The company's main strategy for winning new customers has always started with institutions such as restaurants, cafeterias, hospitals, colleges and public school systems.

Gardenburgers are now offered in about 15,000 such establishments in all 50 states and several foreign countries. Toomey said the company will double its institutional sales force this year to keep that number growing rapidly.

In many cases, the gardenburger is a brand-name menu item. "Every time they sell one, it is free advertising for us," said Bruce Seiler, treasurer.

Still, those numbers could be deceptive, and sales volume in each outlet may be relatively low. Wholesome & Hearty "has been able to spread the product across many, many segments of the food industry, with a little bit of depth," said Bill Maris, chief financial officer. "We have opened many doors a little bit."

One way the company hopes to open those doors wider is to get Wenner himself in front of the public as much as possible. "Paul Wenner is every bit as real as Bill Gates. In our case, the person is part of the message, and Paul is a legitimate messenger," Maris said.

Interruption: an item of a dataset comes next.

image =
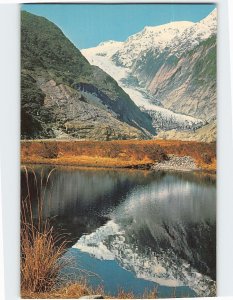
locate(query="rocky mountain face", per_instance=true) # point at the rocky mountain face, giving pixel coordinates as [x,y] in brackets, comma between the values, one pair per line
[169,71]
[63,96]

Wenner said he will spend about half his time traveling this year to promote the gardenburger and healthy eating.

"There is still a lot of growth in the gardenburger, but they have to bring along some other things in the product lines," said Katz. "You cannot live in this world on just one product."

Company officials said they have numerous ideas for new products in the research-and-development stage, though they won't give specifics.

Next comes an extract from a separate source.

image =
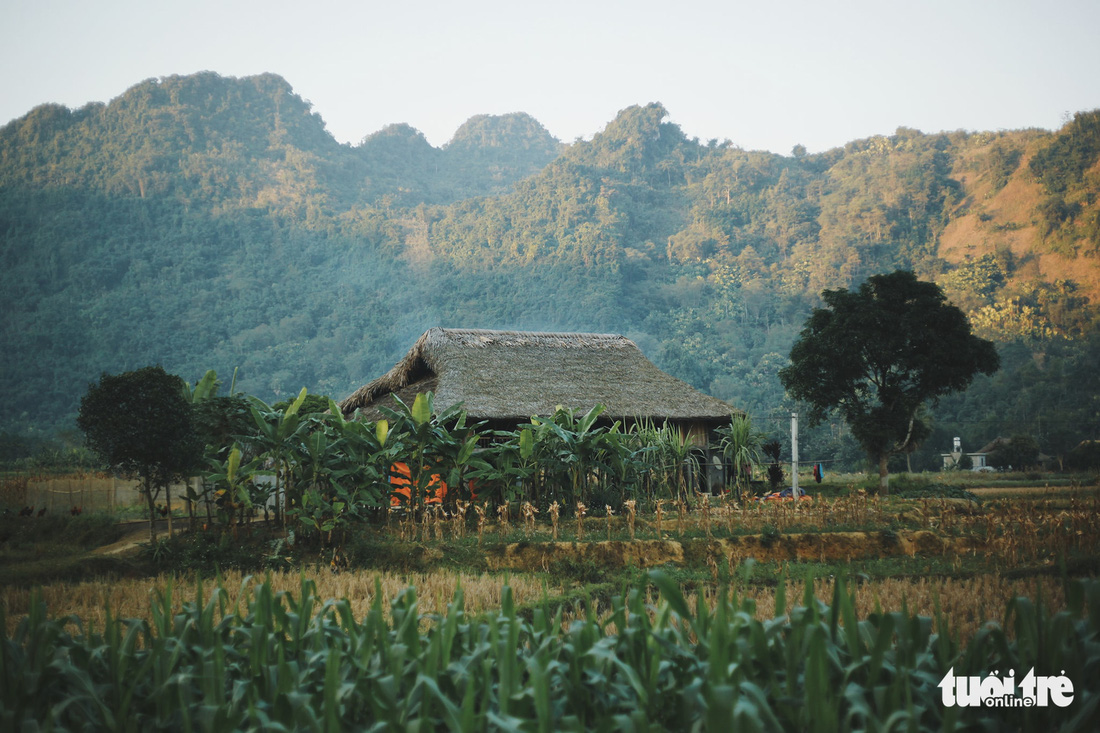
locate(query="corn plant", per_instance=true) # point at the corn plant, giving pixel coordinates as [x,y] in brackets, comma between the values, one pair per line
[283,660]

The fate of the gardenburger - and of Wholesome & Hearty - probably won't be decided by vegetarians such as Wenner.

"Very few of our employees are vegetarians or zealously committed to shopping at health-food stores," said Maris. "They are average, normal people" interested in promoting healthy food choices.

Some analysts believe Wenner and his company can turn millions of people like that into gardenburger eaters.

"This certainly could be a billion-dollar company," said Patsky, citing a long-term trend in eating habits. "People are clearly looking for products that are lower in fat."